Il y en a une que j’ai envie de citer en premier, que j’ai découvert il n’y a pas si longtemps que ça. Il y a un an ou deux. Les personnes qui gèrent cette marque sont devenus des amis. C’est North Hill sur Paris. Ils ont plus une démarche éco-responsable. Les mecs se prennent la tête à développer du concept et de la bonne idée pour bien faire les choses, et vendre leurs produits dans le sens de la bonne manière. Cependant je pense que la plupart des marques françaises que je mets actuellement ne sont pas françaises.
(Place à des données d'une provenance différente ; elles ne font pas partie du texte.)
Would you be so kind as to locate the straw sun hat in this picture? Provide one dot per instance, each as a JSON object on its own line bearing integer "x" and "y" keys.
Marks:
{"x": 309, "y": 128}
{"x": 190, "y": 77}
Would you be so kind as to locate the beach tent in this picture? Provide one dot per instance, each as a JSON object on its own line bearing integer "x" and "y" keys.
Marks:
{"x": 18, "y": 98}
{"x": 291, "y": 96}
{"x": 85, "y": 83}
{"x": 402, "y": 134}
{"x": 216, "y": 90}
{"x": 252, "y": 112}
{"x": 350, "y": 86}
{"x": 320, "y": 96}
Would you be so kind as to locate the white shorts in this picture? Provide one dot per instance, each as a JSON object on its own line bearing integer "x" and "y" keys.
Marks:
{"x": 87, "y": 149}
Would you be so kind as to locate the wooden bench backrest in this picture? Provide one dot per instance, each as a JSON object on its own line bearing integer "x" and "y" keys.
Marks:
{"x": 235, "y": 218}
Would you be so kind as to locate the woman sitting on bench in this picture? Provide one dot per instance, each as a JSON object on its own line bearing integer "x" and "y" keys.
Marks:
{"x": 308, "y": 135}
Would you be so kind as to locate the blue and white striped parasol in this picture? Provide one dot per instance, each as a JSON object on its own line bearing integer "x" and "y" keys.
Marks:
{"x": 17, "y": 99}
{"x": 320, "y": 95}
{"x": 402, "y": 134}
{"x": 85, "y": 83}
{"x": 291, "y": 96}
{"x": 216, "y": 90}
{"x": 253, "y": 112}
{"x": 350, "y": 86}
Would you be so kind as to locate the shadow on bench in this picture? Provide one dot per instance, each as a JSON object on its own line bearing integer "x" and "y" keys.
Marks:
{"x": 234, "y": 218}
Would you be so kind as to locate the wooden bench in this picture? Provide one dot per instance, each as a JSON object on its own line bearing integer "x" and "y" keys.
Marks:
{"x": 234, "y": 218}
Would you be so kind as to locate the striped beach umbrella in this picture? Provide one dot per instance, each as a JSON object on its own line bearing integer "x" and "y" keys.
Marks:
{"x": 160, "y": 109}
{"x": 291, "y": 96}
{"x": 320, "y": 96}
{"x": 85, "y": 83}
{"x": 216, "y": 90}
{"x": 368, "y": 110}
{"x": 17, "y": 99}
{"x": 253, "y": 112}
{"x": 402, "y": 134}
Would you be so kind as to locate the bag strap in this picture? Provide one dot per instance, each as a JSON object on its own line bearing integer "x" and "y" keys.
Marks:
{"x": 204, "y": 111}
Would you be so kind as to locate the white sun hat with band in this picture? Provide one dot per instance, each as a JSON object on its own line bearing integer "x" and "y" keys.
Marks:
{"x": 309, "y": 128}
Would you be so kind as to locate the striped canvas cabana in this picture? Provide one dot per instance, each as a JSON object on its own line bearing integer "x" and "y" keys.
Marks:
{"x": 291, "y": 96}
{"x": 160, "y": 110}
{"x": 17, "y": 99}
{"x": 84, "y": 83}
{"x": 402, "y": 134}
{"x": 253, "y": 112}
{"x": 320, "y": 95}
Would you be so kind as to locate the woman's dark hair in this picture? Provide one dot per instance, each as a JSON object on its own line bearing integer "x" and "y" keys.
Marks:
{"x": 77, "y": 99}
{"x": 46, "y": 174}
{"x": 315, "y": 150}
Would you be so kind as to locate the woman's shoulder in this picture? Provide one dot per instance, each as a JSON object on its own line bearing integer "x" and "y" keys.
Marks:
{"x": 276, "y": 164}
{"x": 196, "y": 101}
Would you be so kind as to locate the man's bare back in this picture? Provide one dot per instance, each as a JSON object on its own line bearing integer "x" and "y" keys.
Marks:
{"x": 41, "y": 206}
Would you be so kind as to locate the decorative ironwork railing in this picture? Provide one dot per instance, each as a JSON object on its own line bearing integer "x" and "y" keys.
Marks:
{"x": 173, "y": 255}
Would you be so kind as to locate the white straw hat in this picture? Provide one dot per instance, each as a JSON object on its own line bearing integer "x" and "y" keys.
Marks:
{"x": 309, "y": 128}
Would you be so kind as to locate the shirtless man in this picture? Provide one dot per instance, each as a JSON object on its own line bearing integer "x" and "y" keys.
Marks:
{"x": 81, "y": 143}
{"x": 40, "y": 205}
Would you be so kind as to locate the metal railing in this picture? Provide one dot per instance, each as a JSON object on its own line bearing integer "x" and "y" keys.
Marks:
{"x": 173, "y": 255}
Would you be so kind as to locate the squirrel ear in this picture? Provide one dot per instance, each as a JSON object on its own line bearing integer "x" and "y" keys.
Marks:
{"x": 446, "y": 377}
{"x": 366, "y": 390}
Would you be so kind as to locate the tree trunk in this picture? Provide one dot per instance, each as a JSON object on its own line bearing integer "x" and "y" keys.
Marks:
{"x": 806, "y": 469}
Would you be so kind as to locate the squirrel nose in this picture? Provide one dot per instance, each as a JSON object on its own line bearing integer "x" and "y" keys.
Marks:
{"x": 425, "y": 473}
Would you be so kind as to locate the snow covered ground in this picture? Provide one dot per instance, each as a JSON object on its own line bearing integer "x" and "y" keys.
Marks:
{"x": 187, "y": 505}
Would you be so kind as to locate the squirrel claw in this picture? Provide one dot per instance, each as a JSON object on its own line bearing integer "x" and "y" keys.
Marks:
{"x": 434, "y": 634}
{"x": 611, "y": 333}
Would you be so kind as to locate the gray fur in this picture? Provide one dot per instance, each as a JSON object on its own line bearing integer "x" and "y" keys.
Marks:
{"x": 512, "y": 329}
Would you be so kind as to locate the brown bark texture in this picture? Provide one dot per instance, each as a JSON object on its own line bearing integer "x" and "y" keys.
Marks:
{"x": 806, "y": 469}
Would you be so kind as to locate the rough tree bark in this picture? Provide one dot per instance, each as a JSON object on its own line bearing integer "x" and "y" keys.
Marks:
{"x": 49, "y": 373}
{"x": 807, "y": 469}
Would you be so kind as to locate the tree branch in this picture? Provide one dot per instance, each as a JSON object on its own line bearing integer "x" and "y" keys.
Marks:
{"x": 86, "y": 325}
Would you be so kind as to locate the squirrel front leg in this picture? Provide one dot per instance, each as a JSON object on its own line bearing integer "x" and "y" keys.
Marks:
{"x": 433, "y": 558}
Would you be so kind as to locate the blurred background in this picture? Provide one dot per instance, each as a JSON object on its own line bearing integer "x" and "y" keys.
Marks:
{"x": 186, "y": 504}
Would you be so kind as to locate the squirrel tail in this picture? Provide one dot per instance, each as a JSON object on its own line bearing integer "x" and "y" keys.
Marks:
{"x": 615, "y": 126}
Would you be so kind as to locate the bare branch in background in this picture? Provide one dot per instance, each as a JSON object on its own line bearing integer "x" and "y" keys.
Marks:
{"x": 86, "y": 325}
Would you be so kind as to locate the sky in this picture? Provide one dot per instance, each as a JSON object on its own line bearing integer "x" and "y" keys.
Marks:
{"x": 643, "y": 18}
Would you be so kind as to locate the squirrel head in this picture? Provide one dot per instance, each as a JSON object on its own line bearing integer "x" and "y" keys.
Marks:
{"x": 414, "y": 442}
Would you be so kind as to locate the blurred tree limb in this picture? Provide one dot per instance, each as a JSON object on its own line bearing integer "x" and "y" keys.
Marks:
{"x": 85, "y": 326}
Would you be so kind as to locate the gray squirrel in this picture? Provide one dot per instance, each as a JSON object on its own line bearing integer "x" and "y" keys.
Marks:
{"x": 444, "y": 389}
On peut citer CO//LAB, qui ont bossé avec des compositeurs. Et une dernière, R-Nation, j’aime bien leur travail, leur manière de se présenter. Evidemment il y a aussi Château Voyou, de Toulouse. Ils se font encore discrets mais je pense que vous allez entendre parler d’eux rapidement !

Le média s’appelle Superbe, en quoi Fadah #CESTSUPERBE ?

Allez écouter et vous verrez pourquoi.

Un dernier mot ?

Furieux sort à la rentrée, le 4 octobre. J’y ai mit du cœur, de la passion, beaucoup de sueur et beaucoup d’heures de sommeil donc c’est surtout ça.